Busy? Yeah. Crazy, too. With a dash of foreboding, and a healthy dose of fun as well.
I said goodbye to old friends leaving on a trip, and hello to old friends returning, and even hello to a new friend/roommate/coworker. I spent a lot of time at the airport. I went out with some friends to catch fish, and instead watched a walrus lumber around in the water on the East end of town. We went for a hike on Anvil Mountain and watched a herd of musk ox and their little calves. We collected qiviut from the brush. Laura and I baked ninja gingerbread cookies.
So many photographical moments, and not a single photograph taken. If the photographic evidence of my life in Nome were charted on a line graph, it would look something like this:
You could say I’ve developed something of an aversion to carrying my camera around. Sure, sometimes I just forget and shrug my shoulders. Oh, well. I’ll get some cool shots next time. Other times I blame practicality: why risk it falling into the river or cracking against a rock? And who even knows when I charged the battery last.

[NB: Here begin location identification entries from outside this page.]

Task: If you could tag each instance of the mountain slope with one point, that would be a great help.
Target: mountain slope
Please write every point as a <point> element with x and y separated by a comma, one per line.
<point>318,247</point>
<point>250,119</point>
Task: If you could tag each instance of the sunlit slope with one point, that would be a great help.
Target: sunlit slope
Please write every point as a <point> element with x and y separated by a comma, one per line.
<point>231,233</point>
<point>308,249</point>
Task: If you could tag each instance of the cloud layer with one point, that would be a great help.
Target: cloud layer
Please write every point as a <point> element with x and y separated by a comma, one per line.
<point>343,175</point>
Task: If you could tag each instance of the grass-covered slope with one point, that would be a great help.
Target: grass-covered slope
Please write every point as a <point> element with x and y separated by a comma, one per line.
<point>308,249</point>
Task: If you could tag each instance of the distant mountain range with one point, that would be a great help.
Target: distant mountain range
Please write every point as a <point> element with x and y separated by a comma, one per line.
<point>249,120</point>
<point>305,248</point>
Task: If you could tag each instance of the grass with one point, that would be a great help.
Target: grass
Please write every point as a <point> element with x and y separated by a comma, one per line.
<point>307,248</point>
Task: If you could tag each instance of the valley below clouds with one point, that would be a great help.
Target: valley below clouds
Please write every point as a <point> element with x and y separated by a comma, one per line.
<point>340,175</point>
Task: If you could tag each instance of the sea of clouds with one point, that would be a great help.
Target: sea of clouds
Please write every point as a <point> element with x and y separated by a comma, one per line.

But more and more I find myself resisting the urge to photograph. It’s starting feeling like a reminder that my life here is supposed to be temporary. I have to catch the moment or it will be gone forever and then how will I tell the story later on, when I’m not here anymore? But I’m not a tourist here. This is where I live. I go for walks on the beach all the time. I go hiking or biking or walking somewhere every weekend. Why document my life so intensely when I live it every day?
It’s been a re-training process of sorts. Where once I thought, Get out the camera! now I think, Remember to tell Mom and Dad about this when I call. I try to record the details in my head so I can explain it just right: the funny little jumping way musk ox calves run to hide behind the adults, or how I found qivuit stretched so thinly between willow branches that it looked like the spider webs that cover the ground in the summer in Ohio. There has to be a way to share it in words and expressions and laughter, right? I’ll save the camera for the random day I feel like taking photographs, and the rest of the time I’ll just remember to remember.
Of course, the odds are usually good that someone nearby has a camera ready to record whatever little wonders crop up.